It’s been six years since Ozzy released a CD with new material on it ? a greatest hits album was released in 1997, but that doesn’t count. From the first second of this album to the last, it sounds like he never even took a break.

The opening track, “Gets Me Through,” has a great-to-be-back feel to it, with Zakk Wylde’s chugging, thundering riffs sounding as fresh as ever, and it just keeps on going from there.

The guitar-driven juggernaut rumbles on as though it never even stopped in the first place, with only short breaks for softer, piano-led melodies in the vein of such classic Ozzy ballads as “Mama, I’m Coming Home,” off of 1991’s “No More Tears.”

All throughout, the band works an old formula, but never comes off sounding formulaic. The mind-bending guitar riffs, perfectly mirrored by the bass and augmented by the steadily pounding drums, all serve to back up Ozzy’s indescribably astounding voice.

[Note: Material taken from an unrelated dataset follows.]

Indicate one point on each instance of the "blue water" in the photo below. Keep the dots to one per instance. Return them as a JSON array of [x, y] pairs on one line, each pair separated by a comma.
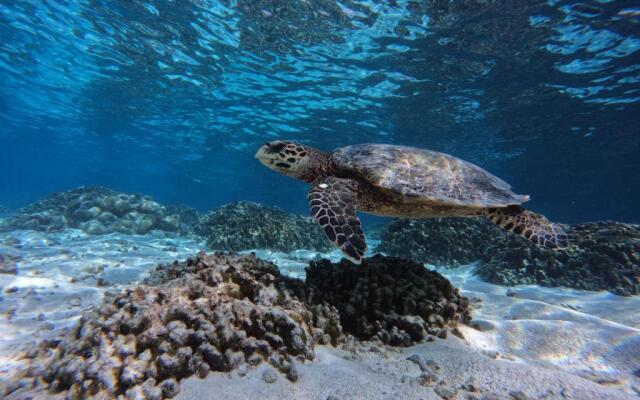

Even the nonsensical, pseudo-cryptic lyrics fit within the precedent established decades ago ? although this does lead to them being a bit trite at times, like in the line “It would be nice if we could all live as one,” from the song “Dreamer”. A couple tracks like “Dreamer” and “Running Out of Time” break off into the softer pattern mentioned above, while others such as “Facing Hell” and “Can You Hear Them?” add a spooky synthesizer layer that thrusts you into the haunted woods which adorn the CD liner.

To close it all off, “Can You Hear Them?” even amplifies the already-heavy thunder, bringing it to a level that reminds everyone who really rules the metal world, regardless of anyone else’s evil melodramatics.

Few things can stand steady through the march of time, but rock always does. And the rock doesn’t get much harder than Ozzy.